This gives a brief account of her life and connections with this area of Hampshire.
The chalkland case gives an idea of what the local countryside that Jane knew looked like. When well, she often took walks with friends and family. Chawton Park Woods were a popular destination and, in September 1807, Jane’s niece Fanny recorded that she went ‘to Chawton Park Wood, rambles and ate sandwiches’ and she ‘rode to Chawton Park’ with her father and Aunt Jane in July 1813. Some of the woods were coppiced while other trees were allowed to grow to their full height. William Triggs was the estate gamekeeper and he would have been on the lookout for poachers. It is not known if he ever used a man-trap.
The Alton Association was formed for ‘Preventing Robberies, Thefts, and Misdemeanours, Protection of Persons and Property and Prosecuting Offenders’. One of the subscribers was Jane’s brother, Edward, even though he mainly lived in Kent. Perhaps, because he was not in the area, he felt the need to protect his property. Other who had paid to join included William Prowting, William Baigen, Honor Andrews and John Kersley who all farmed in Chawton.

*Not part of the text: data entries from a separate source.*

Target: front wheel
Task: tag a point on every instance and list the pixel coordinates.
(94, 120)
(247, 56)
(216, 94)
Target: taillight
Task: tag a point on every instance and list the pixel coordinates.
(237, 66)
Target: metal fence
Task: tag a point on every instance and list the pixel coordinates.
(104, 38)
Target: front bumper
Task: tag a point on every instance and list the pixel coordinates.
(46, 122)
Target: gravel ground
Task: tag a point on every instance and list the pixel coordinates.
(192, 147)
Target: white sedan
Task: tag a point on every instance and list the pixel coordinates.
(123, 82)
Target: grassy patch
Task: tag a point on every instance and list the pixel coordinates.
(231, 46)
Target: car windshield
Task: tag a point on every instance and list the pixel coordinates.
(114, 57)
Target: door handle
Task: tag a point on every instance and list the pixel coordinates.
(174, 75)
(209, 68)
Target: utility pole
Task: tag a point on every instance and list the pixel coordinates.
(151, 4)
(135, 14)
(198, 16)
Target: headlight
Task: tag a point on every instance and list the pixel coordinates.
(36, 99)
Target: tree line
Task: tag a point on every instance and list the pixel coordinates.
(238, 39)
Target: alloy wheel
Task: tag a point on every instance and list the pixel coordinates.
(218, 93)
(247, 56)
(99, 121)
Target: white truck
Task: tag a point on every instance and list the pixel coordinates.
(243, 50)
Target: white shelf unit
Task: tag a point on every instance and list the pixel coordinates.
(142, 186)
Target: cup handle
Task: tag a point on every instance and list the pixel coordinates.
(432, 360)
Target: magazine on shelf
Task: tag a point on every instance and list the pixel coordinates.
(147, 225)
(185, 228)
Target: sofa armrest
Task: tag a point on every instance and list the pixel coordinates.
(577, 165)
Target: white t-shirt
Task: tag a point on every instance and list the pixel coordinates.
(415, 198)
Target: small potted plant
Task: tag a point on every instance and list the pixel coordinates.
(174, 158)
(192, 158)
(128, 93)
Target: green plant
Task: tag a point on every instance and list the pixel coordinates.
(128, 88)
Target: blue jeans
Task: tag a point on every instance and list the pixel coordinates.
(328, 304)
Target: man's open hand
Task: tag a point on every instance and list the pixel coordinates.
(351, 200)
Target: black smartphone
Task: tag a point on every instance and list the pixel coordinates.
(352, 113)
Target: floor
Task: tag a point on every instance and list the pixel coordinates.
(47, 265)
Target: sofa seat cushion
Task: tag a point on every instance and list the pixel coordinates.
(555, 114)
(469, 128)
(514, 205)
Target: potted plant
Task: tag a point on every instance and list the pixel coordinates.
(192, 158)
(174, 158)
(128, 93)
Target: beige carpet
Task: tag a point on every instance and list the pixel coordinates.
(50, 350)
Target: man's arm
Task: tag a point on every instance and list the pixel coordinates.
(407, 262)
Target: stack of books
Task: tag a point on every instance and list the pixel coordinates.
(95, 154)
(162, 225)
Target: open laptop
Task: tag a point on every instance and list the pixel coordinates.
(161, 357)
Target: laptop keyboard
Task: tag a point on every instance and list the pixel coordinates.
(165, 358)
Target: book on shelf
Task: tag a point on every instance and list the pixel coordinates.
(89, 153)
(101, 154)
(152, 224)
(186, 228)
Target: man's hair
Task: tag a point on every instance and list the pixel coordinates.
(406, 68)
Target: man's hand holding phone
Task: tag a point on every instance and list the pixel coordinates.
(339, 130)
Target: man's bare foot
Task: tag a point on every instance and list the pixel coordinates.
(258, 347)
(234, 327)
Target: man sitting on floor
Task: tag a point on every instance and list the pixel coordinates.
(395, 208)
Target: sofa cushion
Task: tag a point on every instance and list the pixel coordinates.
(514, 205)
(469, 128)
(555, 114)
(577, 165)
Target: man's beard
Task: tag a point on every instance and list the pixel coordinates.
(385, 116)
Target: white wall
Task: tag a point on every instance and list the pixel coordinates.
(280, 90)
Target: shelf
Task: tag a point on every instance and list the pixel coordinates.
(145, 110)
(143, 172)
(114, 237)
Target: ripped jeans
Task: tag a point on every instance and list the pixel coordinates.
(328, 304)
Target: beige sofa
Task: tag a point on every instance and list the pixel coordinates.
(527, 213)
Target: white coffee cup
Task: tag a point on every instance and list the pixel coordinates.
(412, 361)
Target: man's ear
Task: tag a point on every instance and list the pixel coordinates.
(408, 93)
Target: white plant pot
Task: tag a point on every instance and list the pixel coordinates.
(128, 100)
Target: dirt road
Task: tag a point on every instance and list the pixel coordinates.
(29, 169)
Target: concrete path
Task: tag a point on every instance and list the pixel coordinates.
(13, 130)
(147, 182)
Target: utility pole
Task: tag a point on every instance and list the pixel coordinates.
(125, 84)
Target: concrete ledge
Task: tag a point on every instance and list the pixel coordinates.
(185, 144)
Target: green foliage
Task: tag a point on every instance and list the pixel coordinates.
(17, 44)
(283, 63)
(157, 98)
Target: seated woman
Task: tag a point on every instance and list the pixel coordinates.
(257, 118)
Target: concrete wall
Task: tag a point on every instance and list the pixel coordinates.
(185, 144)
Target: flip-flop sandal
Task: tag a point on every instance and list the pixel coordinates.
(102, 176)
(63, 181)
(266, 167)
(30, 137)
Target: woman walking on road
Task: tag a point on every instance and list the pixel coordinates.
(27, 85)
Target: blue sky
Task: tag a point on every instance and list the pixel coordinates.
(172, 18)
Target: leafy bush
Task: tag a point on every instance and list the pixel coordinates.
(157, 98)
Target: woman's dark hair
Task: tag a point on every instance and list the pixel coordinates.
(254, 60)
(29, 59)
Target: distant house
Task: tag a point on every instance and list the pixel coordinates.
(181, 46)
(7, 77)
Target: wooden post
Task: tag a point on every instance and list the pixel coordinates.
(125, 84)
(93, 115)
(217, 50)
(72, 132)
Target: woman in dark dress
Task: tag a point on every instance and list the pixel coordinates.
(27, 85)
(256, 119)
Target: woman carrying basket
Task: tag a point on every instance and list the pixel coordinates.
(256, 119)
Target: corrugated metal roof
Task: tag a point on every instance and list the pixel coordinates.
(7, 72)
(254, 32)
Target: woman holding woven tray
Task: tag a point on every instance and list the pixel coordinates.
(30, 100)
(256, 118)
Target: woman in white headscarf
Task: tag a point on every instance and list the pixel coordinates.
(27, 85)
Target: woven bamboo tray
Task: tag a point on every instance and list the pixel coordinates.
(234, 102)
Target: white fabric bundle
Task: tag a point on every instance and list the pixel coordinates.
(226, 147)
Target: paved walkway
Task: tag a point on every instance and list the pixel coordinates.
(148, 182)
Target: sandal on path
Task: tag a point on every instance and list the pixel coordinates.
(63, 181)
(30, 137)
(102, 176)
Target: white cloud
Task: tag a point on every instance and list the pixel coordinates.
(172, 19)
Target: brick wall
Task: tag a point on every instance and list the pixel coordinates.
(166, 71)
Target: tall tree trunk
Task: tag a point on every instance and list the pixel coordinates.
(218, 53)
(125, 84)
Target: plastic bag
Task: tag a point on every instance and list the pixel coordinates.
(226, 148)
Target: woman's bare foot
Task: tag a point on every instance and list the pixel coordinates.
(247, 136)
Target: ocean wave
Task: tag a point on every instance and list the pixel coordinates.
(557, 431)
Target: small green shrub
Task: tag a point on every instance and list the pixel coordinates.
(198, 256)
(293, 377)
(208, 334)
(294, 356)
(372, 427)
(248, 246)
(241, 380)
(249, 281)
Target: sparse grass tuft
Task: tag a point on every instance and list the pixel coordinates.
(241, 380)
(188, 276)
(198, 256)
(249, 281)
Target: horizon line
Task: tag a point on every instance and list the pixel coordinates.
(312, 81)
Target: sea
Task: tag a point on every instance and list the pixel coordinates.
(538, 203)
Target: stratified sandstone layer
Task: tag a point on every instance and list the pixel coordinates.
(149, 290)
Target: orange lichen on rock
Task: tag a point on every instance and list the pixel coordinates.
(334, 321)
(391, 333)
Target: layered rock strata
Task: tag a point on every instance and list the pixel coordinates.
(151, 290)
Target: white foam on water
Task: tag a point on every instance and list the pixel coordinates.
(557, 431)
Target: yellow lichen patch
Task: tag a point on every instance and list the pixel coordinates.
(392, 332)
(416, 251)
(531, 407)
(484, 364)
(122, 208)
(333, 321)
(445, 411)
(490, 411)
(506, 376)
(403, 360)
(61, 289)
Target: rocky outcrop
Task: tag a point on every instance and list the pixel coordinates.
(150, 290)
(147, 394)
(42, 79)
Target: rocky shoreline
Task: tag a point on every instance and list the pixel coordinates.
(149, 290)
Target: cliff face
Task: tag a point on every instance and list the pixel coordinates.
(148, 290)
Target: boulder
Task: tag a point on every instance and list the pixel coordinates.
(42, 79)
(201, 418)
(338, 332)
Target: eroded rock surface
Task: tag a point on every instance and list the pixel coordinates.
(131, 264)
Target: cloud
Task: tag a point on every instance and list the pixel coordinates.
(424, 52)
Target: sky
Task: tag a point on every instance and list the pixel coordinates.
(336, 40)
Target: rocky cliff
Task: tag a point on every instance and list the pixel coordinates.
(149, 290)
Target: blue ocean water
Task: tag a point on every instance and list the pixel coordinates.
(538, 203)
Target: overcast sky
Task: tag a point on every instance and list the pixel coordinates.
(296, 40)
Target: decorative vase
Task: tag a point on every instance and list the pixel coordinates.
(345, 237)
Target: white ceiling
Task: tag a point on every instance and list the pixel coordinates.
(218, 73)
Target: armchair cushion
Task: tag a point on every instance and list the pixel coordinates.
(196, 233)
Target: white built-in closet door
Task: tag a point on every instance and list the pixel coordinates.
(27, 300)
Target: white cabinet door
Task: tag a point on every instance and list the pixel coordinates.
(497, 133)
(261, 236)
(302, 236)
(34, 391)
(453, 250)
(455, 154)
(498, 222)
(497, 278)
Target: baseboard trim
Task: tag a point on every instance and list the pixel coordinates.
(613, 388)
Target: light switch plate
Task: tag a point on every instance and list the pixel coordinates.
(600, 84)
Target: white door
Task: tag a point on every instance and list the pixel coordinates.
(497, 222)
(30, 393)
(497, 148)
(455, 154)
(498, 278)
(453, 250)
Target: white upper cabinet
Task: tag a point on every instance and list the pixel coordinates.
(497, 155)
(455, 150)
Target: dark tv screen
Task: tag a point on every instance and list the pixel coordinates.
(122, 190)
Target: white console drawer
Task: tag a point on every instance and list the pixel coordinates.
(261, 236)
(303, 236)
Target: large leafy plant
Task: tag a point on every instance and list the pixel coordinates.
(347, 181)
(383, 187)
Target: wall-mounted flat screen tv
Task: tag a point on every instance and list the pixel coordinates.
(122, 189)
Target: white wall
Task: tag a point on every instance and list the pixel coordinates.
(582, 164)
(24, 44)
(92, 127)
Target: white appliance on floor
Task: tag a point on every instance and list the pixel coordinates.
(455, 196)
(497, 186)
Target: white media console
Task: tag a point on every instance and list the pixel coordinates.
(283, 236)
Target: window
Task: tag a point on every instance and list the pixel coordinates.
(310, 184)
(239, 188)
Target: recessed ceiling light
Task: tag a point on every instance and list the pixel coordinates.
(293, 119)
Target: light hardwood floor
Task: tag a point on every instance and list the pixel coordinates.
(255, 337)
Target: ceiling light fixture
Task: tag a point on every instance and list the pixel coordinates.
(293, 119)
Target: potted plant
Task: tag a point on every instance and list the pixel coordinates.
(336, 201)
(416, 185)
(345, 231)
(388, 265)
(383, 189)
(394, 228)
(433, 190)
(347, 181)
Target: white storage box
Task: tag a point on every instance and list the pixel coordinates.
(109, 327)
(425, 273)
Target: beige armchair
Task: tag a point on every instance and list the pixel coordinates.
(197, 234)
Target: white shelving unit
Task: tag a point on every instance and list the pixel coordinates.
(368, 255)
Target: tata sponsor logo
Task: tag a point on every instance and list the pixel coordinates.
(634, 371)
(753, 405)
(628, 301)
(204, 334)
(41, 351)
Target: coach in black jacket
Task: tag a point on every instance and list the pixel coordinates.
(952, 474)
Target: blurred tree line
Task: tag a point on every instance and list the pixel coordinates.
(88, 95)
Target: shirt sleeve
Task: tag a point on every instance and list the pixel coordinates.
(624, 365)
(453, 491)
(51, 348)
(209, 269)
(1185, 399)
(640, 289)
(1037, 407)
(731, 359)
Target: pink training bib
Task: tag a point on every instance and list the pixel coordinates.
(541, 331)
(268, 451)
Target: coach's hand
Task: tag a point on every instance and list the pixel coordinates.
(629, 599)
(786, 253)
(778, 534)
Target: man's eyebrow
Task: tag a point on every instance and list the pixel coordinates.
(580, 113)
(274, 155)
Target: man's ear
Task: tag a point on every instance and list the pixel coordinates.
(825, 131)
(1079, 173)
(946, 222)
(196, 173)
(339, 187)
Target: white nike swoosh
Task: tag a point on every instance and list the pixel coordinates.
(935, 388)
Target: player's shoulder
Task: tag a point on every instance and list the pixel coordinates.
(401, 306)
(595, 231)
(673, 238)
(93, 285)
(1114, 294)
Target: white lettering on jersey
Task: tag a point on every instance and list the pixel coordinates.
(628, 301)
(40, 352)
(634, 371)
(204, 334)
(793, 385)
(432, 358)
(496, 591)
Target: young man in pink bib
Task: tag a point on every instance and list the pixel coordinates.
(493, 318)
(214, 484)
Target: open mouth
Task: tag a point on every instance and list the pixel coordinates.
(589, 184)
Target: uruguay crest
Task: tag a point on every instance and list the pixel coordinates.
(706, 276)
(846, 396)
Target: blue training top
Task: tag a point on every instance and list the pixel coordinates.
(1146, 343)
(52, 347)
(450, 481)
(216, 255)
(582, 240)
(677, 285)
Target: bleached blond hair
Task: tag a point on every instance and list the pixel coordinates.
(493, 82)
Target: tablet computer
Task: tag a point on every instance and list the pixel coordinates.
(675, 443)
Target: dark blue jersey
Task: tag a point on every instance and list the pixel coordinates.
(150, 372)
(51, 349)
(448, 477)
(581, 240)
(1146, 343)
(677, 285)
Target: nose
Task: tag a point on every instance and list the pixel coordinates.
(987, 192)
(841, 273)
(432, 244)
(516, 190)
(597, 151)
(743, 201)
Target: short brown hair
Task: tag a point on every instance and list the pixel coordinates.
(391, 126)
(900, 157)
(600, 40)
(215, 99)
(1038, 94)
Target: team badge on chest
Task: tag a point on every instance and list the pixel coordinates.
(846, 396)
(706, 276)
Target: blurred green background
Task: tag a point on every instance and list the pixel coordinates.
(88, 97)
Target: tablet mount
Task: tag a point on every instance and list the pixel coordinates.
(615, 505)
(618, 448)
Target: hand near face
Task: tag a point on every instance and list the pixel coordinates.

In the end room is a case showing items associated with the Curtis family. Dr William Curtis of Alton attended Jane in her last illness, before she went to Winchester. In April 1817, Jane Austen wrote:-‘my having seen Mr Curtis, or my Disorder’s chusing to go away, have made me better this morning’ but, by the end of May, she observed, in her last surviving letter written from Chawton, that ‘Our Alton Apothy did not pretend to be able to cope with it’.
Jane’s doctor lived opposite the Curtis Museum at no.4 High Street. His cousin was William Curtis, the botanist, whose achievements are shown in a wall display near to that for Jane. The Curtis Museum was named after his son, another Dr William Curtis.
Around the walls of the Museum are several pictures of the town. Many of these views would be familiar to Jane if she were to visit the town today.